Dole is betting on that sense of history to move an army of Bonnie Curzios--women who might not otherwise vote in a primary--to lift her to victory over Texas Governor George W. Bush. But the former American Red Cross president and two-time Cabinet Secretary will have to offer more than personality and symbolism if she hopes to turn inchoate interest into real support. Curzio and others like her want to know the candidate's positions on the issues, but Dole didn't provide many answers in her canned, 25-min. Des Moines speech. If she had a theme beyond her resume, it was the nobility of public service--eloquent at times but loaded with platitudes. Her signature line--that Ronald Reagan's famous question "Are you better off today than you were four years ago?" should be rephrased to ask, "Are we better?"--echoes Al Gore, who in 1996 began describing "an America not just better off, but better." And in what has quickly become her custom, the candidate fled the event without taking questions from the audience or reporters.
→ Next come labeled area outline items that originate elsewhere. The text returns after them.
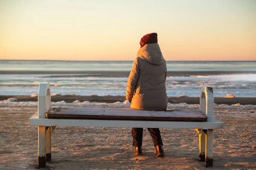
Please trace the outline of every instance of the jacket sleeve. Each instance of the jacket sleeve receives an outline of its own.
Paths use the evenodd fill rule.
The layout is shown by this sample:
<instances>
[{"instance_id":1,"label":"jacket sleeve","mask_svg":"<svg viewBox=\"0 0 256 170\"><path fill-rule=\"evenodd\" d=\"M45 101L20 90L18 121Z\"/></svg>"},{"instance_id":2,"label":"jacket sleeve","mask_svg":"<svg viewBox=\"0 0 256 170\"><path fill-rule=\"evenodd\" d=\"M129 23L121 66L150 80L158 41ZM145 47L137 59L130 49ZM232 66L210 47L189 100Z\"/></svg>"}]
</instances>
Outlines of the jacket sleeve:
<instances>
[{"instance_id":1,"label":"jacket sleeve","mask_svg":"<svg viewBox=\"0 0 256 170\"><path fill-rule=\"evenodd\" d=\"M139 77L139 62L138 58L136 58L133 63L131 71L130 73L128 81L127 81L126 99L128 100L131 100L134 90L137 85L137 80Z\"/></svg>"}]
</instances>

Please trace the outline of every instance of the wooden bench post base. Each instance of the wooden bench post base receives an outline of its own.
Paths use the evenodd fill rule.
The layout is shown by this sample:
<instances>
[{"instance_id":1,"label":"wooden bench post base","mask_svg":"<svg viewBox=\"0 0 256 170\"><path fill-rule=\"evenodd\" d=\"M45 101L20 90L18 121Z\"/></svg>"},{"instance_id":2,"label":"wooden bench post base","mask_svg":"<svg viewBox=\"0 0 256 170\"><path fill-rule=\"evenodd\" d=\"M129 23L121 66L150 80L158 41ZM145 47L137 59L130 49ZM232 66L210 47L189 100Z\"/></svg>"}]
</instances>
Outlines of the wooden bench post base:
<instances>
[{"instance_id":1,"label":"wooden bench post base","mask_svg":"<svg viewBox=\"0 0 256 170\"><path fill-rule=\"evenodd\" d=\"M46 162L52 162L52 153L47 153L46 154Z\"/></svg>"},{"instance_id":2,"label":"wooden bench post base","mask_svg":"<svg viewBox=\"0 0 256 170\"><path fill-rule=\"evenodd\" d=\"M211 167L213 166L213 159L212 158L207 158L205 160L205 167Z\"/></svg>"},{"instance_id":3,"label":"wooden bench post base","mask_svg":"<svg viewBox=\"0 0 256 170\"><path fill-rule=\"evenodd\" d=\"M205 167L213 166L213 130L206 131Z\"/></svg>"},{"instance_id":4,"label":"wooden bench post base","mask_svg":"<svg viewBox=\"0 0 256 170\"><path fill-rule=\"evenodd\" d=\"M199 161L201 162L205 162L205 154L199 154Z\"/></svg>"},{"instance_id":5,"label":"wooden bench post base","mask_svg":"<svg viewBox=\"0 0 256 170\"><path fill-rule=\"evenodd\" d=\"M46 127L46 143L45 151L46 153L46 162L52 162L52 127L51 126Z\"/></svg>"},{"instance_id":6,"label":"wooden bench post base","mask_svg":"<svg viewBox=\"0 0 256 170\"><path fill-rule=\"evenodd\" d=\"M39 167L46 167L46 157L45 153L45 127L38 126L38 165Z\"/></svg>"},{"instance_id":7,"label":"wooden bench post base","mask_svg":"<svg viewBox=\"0 0 256 170\"><path fill-rule=\"evenodd\" d=\"M38 168L46 167L46 159L45 156L38 156Z\"/></svg>"}]
</instances>

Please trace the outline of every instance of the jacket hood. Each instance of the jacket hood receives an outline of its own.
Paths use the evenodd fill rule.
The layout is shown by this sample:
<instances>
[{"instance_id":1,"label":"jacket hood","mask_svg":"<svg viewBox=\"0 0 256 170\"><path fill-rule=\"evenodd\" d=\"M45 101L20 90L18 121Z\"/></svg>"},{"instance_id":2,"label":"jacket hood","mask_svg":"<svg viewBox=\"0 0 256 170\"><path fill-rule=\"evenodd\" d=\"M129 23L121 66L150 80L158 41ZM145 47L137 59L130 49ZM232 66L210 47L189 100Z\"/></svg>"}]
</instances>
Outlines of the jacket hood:
<instances>
[{"instance_id":1,"label":"jacket hood","mask_svg":"<svg viewBox=\"0 0 256 170\"><path fill-rule=\"evenodd\" d=\"M140 48L137 52L137 57L157 65L160 65L164 61L160 47L157 43L147 44Z\"/></svg>"}]
</instances>

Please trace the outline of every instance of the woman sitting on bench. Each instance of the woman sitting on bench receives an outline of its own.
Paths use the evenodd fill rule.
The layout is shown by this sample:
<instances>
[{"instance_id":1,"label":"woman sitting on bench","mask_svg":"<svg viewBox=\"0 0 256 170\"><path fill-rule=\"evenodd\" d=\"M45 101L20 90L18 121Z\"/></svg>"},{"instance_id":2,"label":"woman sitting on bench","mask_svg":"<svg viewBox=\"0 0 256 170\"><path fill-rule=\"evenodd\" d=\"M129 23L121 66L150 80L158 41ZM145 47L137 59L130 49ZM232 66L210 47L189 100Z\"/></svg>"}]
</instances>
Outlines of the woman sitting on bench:
<instances>
[{"instance_id":1,"label":"woman sitting on bench","mask_svg":"<svg viewBox=\"0 0 256 170\"><path fill-rule=\"evenodd\" d=\"M157 43L157 34L144 36L140 42L140 48L133 63L127 82L126 99L131 108L147 110L163 110L167 107L165 82L167 68ZM148 128L156 147L156 156L164 156L159 128ZM134 155L142 154L143 128L133 128L133 145Z\"/></svg>"}]
</instances>

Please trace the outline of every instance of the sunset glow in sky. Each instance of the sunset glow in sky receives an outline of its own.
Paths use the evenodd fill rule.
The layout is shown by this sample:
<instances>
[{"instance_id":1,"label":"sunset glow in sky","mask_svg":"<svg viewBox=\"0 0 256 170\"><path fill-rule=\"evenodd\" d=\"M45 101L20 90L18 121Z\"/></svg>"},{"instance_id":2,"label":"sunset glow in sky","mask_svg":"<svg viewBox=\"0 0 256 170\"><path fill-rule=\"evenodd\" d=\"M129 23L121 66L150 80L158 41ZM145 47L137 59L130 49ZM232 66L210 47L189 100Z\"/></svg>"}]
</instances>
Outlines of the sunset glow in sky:
<instances>
[{"instance_id":1,"label":"sunset glow in sky","mask_svg":"<svg viewBox=\"0 0 256 170\"><path fill-rule=\"evenodd\" d=\"M0 0L0 60L133 60L157 32L167 61L256 60L256 1Z\"/></svg>"}]
</instances>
Dole's reluctance to define her politics has opened the door to critics eager to do it for her. Several leading religious conservatives have started attacking her--not for positions that she's taken (there aren't many) but for the apparent ideological bent of the staff members she has hired. Chuck Cunningham, former national-operations director for the Christian Coalition, zapped an e-mail to scores of top conservative activists in early March lambasting Dole for choosing Linda DiVall, whom Cunningham describes as "the left's favorite Republican pollster." Citing DiVall's past work for such "reliably liberal organizations" as Planned Parenthood and the Human Rights Campaign, a gay-rights group, Cunningham warned Dole that hiring DiVall "sends a deafening message to conservatives: Get to the back of the bus and shut up!" Dole has said she opposes abortion except in cases of rape, incest and where the life of the mother is threatened, but die-hard conservatives worry about her staff's influence. Cunningham's Liddy-the-Closet-Liberal complaint was soon picked up by others, including Sheila Moloney, executive director of the conservative Eagle Forum. Moloney calls Dole's selection of advisers--with its emphasis on Eastern Republican operatives like political strategist Kieran Mahoney and committee manager Tom Daffron--"troubling."